Critical Mastodon

Thursday, May 25, 2000

Let it be known that I must not be counted among those who would assail Bill for the content of his bloggings. His prose is exactly the stuff that makes me want to keep sucking air day after day. It is high time that others step forth to bear the mantle of superior wordsmithery. If Mr. Cameron should bemoan the state of his existence whilst waxing so beautifully poetic, I, for one, shall not take issue.
Been quite a while since I have posted, so I better get on the stick or Huffman's gonna start whining again. The coolest thing going on right now is my impending trip to the Garden of the Gods in southern Illinois with Mr. Springer. We're gonna take advantage of the long weekend and get away for a spell. I haven't ever been there, but it looks like it should be a good trip. Had a job interview at Fairview Elementary the other day. Kindo' strange in that they seem interested in me, but hardly asked me any questions. I probably spoke for only 15-20% of the interview, which for me is quite succinct. I think the combination of a Y chromosome and a Special Ed. license pretty much do the trick, which I can't say makes me feel that great. I would like to believe that people want to hire me because of my work and my record. Go figure. What is Liz gonna do if the Pacers and the Blazers go head to head in the finals? I am probably getting ahead of myself. I wish our cats weren't such good bird hunters, except when they kill the Starlings.
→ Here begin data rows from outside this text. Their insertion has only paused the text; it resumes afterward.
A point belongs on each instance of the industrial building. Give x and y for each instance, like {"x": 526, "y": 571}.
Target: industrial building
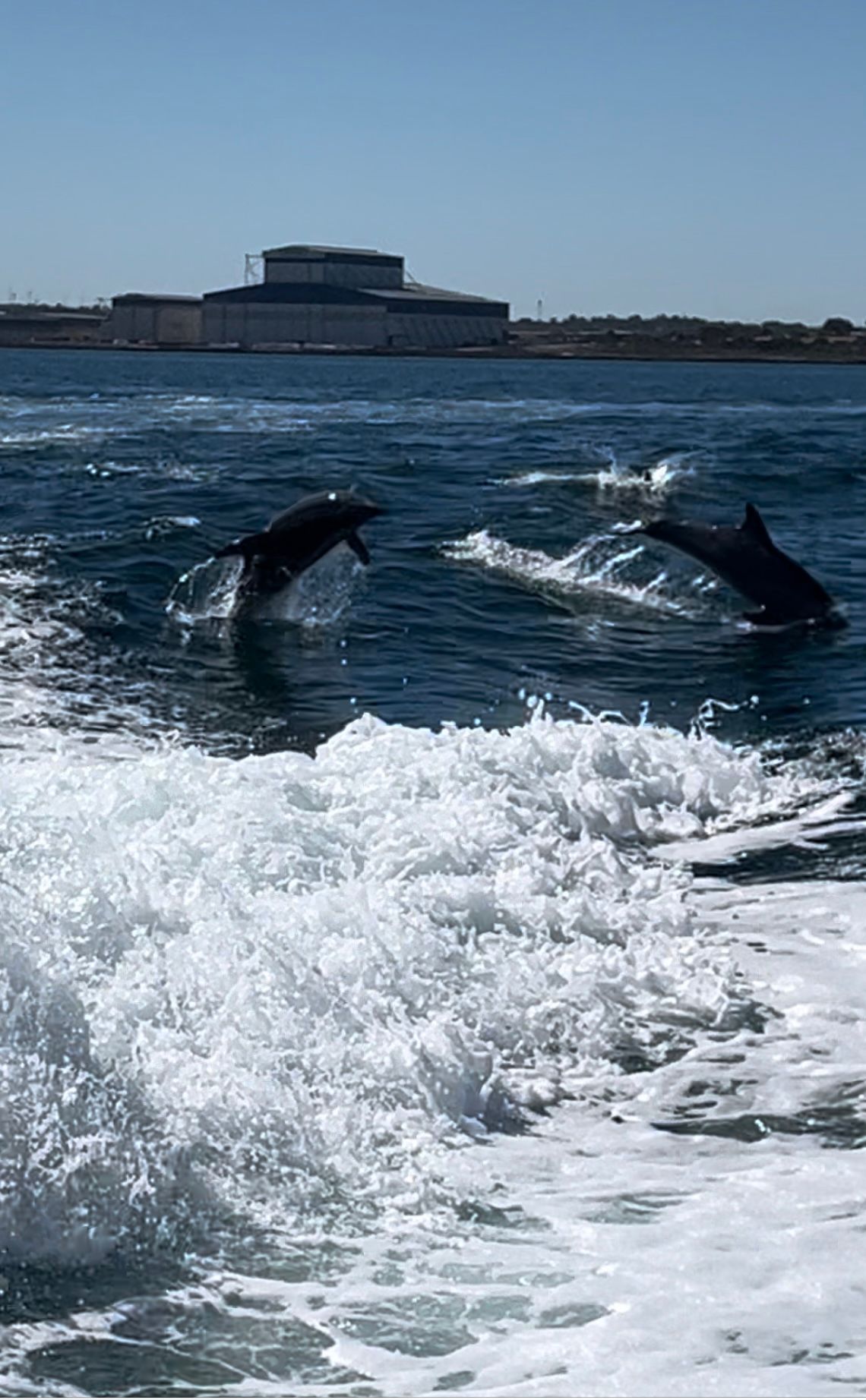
{"x": 348, "y": 297}
{"x": 139, "y": 318}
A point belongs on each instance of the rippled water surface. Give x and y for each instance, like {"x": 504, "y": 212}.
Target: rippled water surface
{"x": 450, "y": 976}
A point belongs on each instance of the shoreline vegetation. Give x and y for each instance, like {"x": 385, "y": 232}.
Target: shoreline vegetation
{"x": 574, "y": 338}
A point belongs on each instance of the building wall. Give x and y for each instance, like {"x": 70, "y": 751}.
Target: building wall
{"x": 258, "y": 323}
{"x": 134, "y": 321}
{"x": 333, "y": 273}
{"x": 179, "y": 323}
{"x": 444, "y": 332}
{"x": 156, "y": 323}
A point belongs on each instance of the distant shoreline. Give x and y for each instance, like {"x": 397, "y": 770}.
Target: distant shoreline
{"x": 547, "y": 352}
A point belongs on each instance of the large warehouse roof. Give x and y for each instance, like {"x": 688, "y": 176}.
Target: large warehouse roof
{"x": 323, "y": 251}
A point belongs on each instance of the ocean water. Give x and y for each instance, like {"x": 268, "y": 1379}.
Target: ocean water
{"x": 453, "y": 975}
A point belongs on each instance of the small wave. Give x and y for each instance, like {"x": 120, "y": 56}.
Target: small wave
{"x": 288, "y": 972}
{"x": 317, "y": 598}
{"x": 587, "y": 570}
{"x": 615, "y": 476}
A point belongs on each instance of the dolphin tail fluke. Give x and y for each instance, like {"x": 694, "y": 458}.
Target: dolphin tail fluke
{"x": 754, "y": 527}
{"x": 248, "y": 547}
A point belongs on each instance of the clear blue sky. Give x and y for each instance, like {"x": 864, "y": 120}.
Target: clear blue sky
{"x": 607, "y": 156}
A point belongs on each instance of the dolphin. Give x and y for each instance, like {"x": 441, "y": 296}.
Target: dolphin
{"x": 299, "y": 537}
{"x": 746, "y": 557}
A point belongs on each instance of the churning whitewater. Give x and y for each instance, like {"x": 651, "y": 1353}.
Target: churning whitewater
{"x": 451, "y": 976}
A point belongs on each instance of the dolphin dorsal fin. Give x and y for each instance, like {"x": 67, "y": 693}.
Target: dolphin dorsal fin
{"x": 754, "y": 525}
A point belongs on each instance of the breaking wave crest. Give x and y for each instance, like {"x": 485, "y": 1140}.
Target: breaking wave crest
{"x": 599, "y": 567}
{"x": 290, "y": 982}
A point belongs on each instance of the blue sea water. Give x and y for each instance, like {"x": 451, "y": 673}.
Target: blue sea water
{"x": 451, "y": 976}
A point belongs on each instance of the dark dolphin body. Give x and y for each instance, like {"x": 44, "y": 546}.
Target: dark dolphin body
{"x": 300, "y": 537}
{"x": 746, "y": 557}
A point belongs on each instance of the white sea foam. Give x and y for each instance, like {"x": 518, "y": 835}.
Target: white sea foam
{"x": 317, "y": 598}
{"x": 597, "y": 567}
{"x": 615, "y": 476}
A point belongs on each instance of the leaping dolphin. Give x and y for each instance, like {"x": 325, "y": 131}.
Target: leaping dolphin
{"x": 746, "y": 557}
{"x": 299, "y": 537}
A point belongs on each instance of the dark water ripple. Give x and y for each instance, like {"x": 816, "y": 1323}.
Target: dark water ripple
{"x": 135, "y": 468}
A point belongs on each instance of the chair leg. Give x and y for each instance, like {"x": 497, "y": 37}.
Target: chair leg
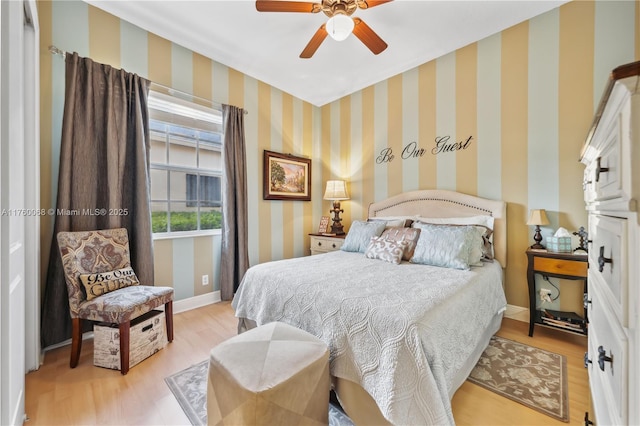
{"x": 124, "y": 328}
{"x": 168, "y": 316}
{"x": 76, "y": 341}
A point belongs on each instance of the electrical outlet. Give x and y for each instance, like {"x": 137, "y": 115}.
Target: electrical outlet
{"x": 545, "y": 295}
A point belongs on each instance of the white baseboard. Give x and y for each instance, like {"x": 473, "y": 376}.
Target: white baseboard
{"x": 517, "y": 313}
{"x": 196, "y": 302}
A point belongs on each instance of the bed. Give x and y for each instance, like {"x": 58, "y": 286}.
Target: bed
{"x": 402, "y": 337}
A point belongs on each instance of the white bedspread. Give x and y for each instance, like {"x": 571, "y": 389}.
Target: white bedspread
{"x": 400, "y": 331}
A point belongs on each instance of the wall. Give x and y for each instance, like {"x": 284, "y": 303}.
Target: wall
{"x": 526, "y": 96}
{"x": 276, "y": 121}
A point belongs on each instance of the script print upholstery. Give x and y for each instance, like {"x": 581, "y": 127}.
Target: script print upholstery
{"x": 102, "y": 251}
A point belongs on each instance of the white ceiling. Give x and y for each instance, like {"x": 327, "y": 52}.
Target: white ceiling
{"x": 267, "y": 46}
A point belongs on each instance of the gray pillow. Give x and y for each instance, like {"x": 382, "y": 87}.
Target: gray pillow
{"x": 360, "y": 234}
{"x": 449, "y": 246}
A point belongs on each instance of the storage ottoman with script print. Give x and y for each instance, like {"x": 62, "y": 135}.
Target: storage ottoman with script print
{"x": 559, "y": 244}
{"x": 147, "y": 336}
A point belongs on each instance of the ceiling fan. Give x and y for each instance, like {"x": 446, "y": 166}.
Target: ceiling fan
{"x": 339, "y": 25}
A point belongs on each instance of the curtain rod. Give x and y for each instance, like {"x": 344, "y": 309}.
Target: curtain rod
{"x": 55, "y": 51}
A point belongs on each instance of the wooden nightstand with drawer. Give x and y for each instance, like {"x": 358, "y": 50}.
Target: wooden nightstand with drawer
{"x": 560, "y": 265}
{"x": 326, "y": 243}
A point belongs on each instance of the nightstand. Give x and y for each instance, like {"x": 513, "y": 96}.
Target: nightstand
{"x": 326, "y": 243}
{"x": 560, "y": 265}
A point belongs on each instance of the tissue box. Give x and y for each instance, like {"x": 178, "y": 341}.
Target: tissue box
{"x": 559, "y": 244}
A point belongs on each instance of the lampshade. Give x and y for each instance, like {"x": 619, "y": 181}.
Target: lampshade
{"x": 336, "y": 190}
{"x": 339, "y": 26}
{"x": 538, "y": 217}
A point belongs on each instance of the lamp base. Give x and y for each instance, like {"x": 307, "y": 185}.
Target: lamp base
{"x": 336, "y": 227}
{"x": 537, "y": 237}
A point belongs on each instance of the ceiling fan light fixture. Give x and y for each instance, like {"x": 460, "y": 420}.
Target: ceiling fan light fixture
{"x": 339, "y": 27}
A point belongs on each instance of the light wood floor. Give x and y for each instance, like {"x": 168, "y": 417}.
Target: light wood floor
{"x": 56, "y": 394}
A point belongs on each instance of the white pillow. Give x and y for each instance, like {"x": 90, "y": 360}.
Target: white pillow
{"x": 469, "y": 220}
{"x": 404, "y": 221}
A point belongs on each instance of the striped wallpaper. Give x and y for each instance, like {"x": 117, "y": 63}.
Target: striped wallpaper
{"x": 525, "y": 96}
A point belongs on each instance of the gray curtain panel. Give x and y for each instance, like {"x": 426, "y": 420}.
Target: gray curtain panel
{"x": 104, "y": 174}
{"x": 235, "y": 239}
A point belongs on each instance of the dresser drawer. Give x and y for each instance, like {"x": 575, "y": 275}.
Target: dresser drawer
{"x": 607, "y": 176}
{"x": 571, "y": 268}
{"x": 608, "y": 261}
{"x": 325, "y": 244}
{"x": 609, "y": 382}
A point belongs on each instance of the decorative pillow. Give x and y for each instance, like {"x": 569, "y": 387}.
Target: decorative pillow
{"x": 392, "y": 223}
{"x": 445, "y": 245}
{"x": 387, "y": 250}
{"x": 104, "y": 282}
{"x": 405, "y": 221}
{"x": 484, "y": 222}
{"x": 360, "y": 234}
{"x": 410, "y": 235}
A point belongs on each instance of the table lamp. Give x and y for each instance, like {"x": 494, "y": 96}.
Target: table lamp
{"x": 538, "y": 217}
{"x": 336, "y": 190}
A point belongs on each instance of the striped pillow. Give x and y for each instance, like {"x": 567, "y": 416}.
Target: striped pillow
{"x": 388, "y": 250}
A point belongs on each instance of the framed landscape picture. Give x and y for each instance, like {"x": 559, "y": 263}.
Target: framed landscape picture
{"x": 286, "y": 177}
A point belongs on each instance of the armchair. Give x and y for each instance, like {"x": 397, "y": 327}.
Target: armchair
{"x": 91, "y": 257}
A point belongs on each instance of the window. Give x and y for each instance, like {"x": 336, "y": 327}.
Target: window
{"x": 186, "y": 165}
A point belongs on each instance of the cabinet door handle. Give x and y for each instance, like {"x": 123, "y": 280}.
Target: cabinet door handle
{"x": 603, "y": 260}
{"x": 602, "y": 357}
{"x": 600, "y": 169}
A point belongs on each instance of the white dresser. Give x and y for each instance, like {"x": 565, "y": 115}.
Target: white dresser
{"x": 611, "y": 185}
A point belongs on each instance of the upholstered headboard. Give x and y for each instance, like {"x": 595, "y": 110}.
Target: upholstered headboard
{"x": 443, "y": 203}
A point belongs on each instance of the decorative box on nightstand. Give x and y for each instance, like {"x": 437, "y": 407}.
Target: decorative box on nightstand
{"x": 147, "y": 336}
{"x": 326, "y": 243}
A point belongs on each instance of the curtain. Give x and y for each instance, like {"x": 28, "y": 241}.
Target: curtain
{"x": 103, "y": 179}
{"x": 235, "y": 258}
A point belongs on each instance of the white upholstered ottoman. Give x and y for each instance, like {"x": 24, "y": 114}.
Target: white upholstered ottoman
{"x": 274, "y": 374}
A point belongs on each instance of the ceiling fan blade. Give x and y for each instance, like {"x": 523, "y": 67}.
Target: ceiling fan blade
{"x": 287, "y": 6}
{"x": 368, "y": 36}
{"x": 314, "y": 43}
{"x": 366, "y": 4}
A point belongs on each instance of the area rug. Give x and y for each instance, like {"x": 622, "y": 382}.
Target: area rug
{"x": 531, "y": 376}
{"x": 189, "y": 386}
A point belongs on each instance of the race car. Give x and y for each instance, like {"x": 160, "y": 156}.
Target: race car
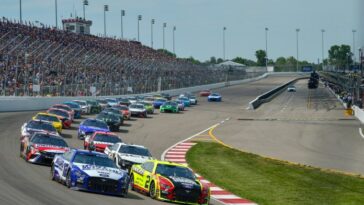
{"x": 148, "y": 106}
{"x": 158, "y": 102}
{"x": 180, "y": 104}
{"x": 214, "y": 97}
{"x": 138, "y": 110}
{"x": 95, "y": 107}
{"x": 89, "y": 171}
{"x": 169, "y": 107}
{"x": 89, "y": 126}
{"x": 43, "y": 116}
{"x": 205, "y": 93}
{"x": 100, "y": 140}
{"x": 66, "y": 108}
{"x": 126, "y": 155}
{"x": 168, "y": 181}
{"x": 114, "y": 112}
{"x": 124, "y": 110}
{"x": 193, "y": 100}
{"x": 112, "y": 121}
{"x": 75, "y": 107}
{"x": 41, "y": 147}
{"x": 111, "y": 102}
{"x": 186, "y": 101}
{"x": 32, "y": 126}
{"x": 85, "y": 108}
{"x": 63, "y": 115}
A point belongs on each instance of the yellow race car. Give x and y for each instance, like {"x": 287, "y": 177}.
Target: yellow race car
{"x": 46, "y": 117}
{"x": 168, "y": 181}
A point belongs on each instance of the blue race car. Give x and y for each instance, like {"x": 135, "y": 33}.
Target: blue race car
{"x": 158, "y": 102}
{"x": 89, "y": 171}
{"x": 214, "y": 97}
{"x": 186, "y": 101}
{"x": 89, "y": 126}
{"x": 76, "y": 107}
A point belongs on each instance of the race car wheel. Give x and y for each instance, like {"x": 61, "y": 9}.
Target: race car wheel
{"x": 52, "y": 173}
{"x": 152, "y": 192}
{"x": 68, "y": 180}
{"x": 131, "y": 183}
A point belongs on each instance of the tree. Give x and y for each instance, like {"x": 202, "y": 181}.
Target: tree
{"x": 340, "y": 55}
{"x": 261, "y": 57}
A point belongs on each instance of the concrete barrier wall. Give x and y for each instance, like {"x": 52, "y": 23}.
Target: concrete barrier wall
{"x": 11, "y": 104}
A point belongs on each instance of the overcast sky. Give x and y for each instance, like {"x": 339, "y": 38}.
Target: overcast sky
{"x": 200, "y": 23}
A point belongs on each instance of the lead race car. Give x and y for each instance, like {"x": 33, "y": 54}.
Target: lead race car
{"x": 90, "y": 171}
{"x": 169, "y": 181}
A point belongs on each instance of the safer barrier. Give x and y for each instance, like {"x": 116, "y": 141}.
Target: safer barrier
{"x": 268, "y": 96}
{"x": 12, "y": 104}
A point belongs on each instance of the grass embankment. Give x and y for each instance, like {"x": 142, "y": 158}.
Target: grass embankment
{"x": 267, "y": 181}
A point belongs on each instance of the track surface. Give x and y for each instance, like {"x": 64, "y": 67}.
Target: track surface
{"x": 23, "y": 183}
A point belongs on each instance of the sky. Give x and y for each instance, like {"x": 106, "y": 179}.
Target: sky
{"x": 199, "y": 24}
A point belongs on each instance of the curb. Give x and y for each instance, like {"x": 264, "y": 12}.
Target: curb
{"x": 177, "y": 154}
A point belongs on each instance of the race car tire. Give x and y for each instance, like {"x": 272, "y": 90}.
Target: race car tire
{"x": 68, "y": 180}
{"x": 131, "y": 183}
{"x": 152, "y": 191}
{"x": 53, "y": 178}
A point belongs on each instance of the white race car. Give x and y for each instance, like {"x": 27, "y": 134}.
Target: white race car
{"x": 125, "y": 155}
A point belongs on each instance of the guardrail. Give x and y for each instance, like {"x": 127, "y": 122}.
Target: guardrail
{"x": 268, "y": 96}
{"x": 12, "y": 104}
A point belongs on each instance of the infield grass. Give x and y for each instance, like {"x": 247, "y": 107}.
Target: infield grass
{"x": 267, "y": 181}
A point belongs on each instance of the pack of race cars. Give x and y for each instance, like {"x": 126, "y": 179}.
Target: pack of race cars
{"x": 106, "y": 164}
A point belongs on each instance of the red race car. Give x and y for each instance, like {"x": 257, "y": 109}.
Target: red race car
{"x": 205, "y": 93}
{"x": 63, "y": 115}
{"x": 100, "y": 140}
{"x": 41, "y": 147}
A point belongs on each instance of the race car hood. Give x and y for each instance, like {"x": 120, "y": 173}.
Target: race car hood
{"x": 99, "y": 171}
{"x": 184, "y": 182}
{"x": 50, "y": 148}
{"x": 134, "y": 158}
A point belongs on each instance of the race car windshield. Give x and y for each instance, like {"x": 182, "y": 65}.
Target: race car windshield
{"x": 92, "y": 159}
{"x": 174, "y": 171}
{"x": 135, "y": 151}
{"x": 95, "y": 123}
{"x": 62, "y": 107}
{"x": 47, "y": 118}
{"x": 137, "y": 106}
{"x": 41, "y": 126}
{"x": 59, "y": 112}
{"x": 48, "y": 140}
{"x": 107, "y": 138}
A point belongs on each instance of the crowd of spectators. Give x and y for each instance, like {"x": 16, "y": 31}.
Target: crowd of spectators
{"x": 65, "y": 63}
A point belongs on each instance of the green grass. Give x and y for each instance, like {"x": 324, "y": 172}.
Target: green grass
{"x": 267, "y": 181}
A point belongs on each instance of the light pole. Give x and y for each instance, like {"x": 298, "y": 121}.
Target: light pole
{"x": 164, "y": 26}
{"x": 106, "y": 8}
{"x": 223, "y": 42}
{"x": 323, "y": 46}
{"x": 122, "y": 13}
{"x": 152, "y": 22}
{"x": 20, "y": 12}
{"x": 266, "y": 48}
{"x": 56, "y": 12}
{"x": 85, "y": 3}
{"x": 139, "y": 19}
{"x": 354, "y": 31}
{"x": 297, "y": 32}
{"x": 174, "y": 29}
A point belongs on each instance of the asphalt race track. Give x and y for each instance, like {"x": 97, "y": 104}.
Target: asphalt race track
{"x": 24, "y": 183}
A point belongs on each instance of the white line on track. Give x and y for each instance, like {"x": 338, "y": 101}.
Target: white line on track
{"x": 361, "y": 132}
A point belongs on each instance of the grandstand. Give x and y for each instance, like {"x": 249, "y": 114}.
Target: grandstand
{"x": 46, "y": 61}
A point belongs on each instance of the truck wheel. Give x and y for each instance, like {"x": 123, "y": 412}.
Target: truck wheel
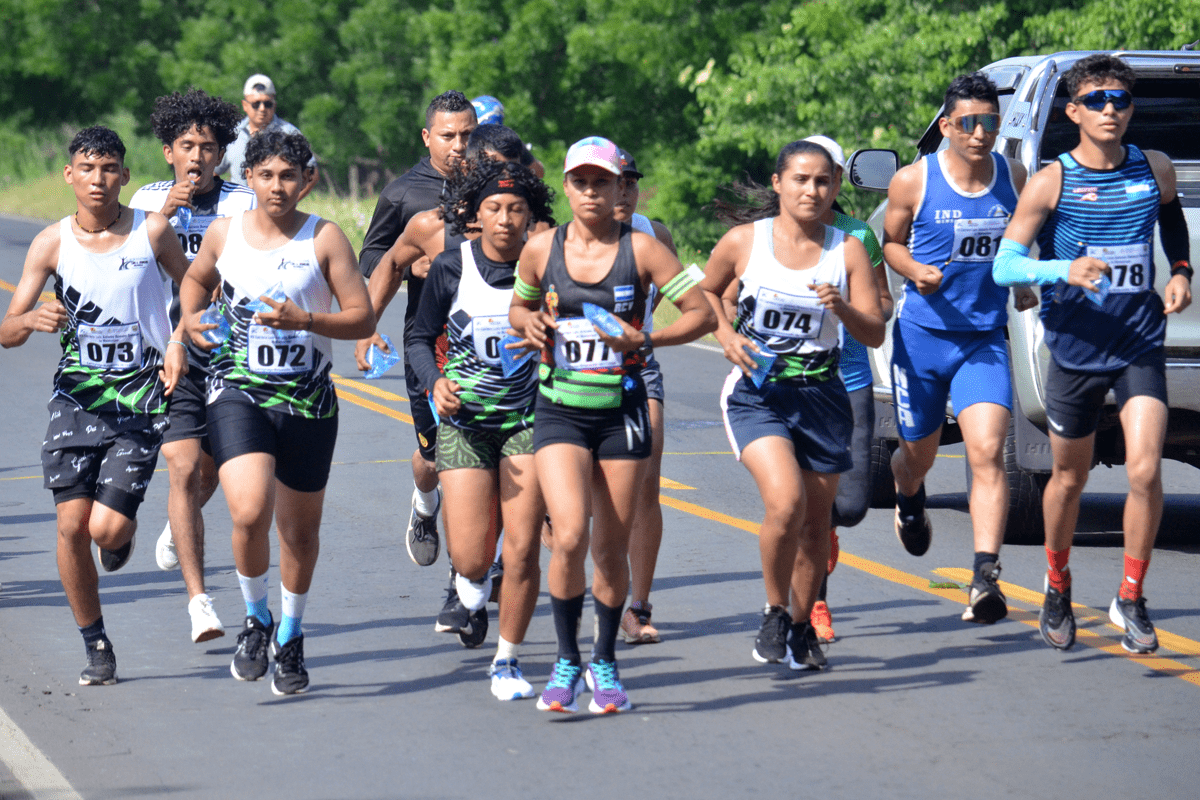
{"x": 1025, "y": 522}
{"x": 883, "y": 487}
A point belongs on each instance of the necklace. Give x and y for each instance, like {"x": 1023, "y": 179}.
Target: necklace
{"x": 99, "y": 230}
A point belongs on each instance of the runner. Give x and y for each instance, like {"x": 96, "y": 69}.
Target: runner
{"x": 946, "y": 215}
{"x": 646, "y": 534}
{"x": 109, "y": 401}
{"x": 426, "y": 235}
{"x": 195, "y": 130}
{"x": 273, "y": 413}
{"x": 1092, "y": 212}
{"x": 449, "y": 120}
{"x": 485, "y": 441}
{"x": 793, "y": 433}
{"x": 591, "y": 432}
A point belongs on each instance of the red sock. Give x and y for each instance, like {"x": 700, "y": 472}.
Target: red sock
{"x": 1135, "y": 572}
{"x": 1059, "y": 572}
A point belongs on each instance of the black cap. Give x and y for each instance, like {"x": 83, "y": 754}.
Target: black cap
{"x": 628, "y": 164}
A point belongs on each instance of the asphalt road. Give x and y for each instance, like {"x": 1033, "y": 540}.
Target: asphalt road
{"x": 916, "y": 703}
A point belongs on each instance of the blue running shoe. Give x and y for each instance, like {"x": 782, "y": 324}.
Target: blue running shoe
{"x": 563, "y": 690}
{"x": 607, "y": 695}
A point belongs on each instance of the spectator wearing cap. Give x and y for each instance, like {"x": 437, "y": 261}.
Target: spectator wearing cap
{"x": 258, "y": 102}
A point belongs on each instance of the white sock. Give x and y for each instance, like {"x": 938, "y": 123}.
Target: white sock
{"x": 505, "y": 650}
{"x": 425, "y": 503}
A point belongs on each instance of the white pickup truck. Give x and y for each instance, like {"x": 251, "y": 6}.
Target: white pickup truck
{"x": 1035, "y": 130}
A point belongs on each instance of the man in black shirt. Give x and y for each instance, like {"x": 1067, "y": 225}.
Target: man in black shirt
{"x": 449, "y": 120}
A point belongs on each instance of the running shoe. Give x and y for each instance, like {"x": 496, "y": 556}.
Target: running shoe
{"x": 987, "y": 603}
{"x": 113, "y": 560}
{"x": 250, "y": 657}
{"x": 165, "y": 551}
{"x": 508, "y": 683}
{"x": 101, "y": 669}
{"x": 771, "y": 647}
{"x": 291, "y": 677}
{"x": 1057, "y": 618}
{"x": 1131, "y": 615}
{"x": 807, "y": 651}
{"x": 563, "y": 690}
{"x": 822, "y": 621}
{"x": 454, "y": 615}
{"x": 915, "y": 533}
{"x": 205, "y": 624}
{"x": 473, "y": 633}
{"x": 607, "y": 695}
{"x": 636, "y": 626}
{"x": 833, "y": 551}
{"x": 421, "y": 537}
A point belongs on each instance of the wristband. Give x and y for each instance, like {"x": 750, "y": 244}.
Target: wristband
{"x": 526, "y": 292}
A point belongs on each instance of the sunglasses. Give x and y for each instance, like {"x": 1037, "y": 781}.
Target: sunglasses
{"x": 990, "y": 122}
{"x": 1098, "y": 98}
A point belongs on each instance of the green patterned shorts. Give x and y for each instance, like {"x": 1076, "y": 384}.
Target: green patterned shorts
{"x": 462, "y": 449}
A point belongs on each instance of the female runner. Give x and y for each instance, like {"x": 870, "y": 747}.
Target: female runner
{"x": 592, "y": 435}
{"x": 273, "y": 413}
{"x": 798, "y": 278}
{"x": 485, "y": 440}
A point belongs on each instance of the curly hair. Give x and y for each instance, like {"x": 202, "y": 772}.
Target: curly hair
{"x": 753, "y": 200}
{"x": 461, "y": 206}
{"x": 96, "y": 140}
{"x": 292, "y": 148}
{"x": 175, "y": 114}
{"x": 1098, "y": 68}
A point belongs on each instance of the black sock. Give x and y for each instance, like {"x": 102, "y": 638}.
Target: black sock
{"x": 911, "y": 506}
{"x": 567, "y": 626}
{"x": 94, "y": 632}
{"x": 609, "y": 619}
{"x": 983, "y": 559}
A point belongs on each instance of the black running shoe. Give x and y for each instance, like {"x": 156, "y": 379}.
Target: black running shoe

How about this: Smokers need to recognize that cigarette butts are as much litter as a Taco John's wrapper or the shrink-wrap on a new cd. I don't know why smokers think its ok to throw their butts everywhere. I drive down the road and see them throw their butts out the window of their cars. Some actually puts their butts in the car ashtray, only to dump the entire tray out in a parking lot! But worst of all are the bastards who come to my house, drink my beer, eat my food, and dance to music on my stereo, and then leave their stinky ass butts on my porch, in my flower beds, in my yard, and in my garden. I picked up over 30 butts around my house after the party. Absolutely disgusting.

Ok. I am sorry. That came out worse than it should have, but I just don't understand. I was quite a smoker in my day, and I was diligent to the point of exhaustion in making sure that I didn't leave my smoking refuse for others to deal with.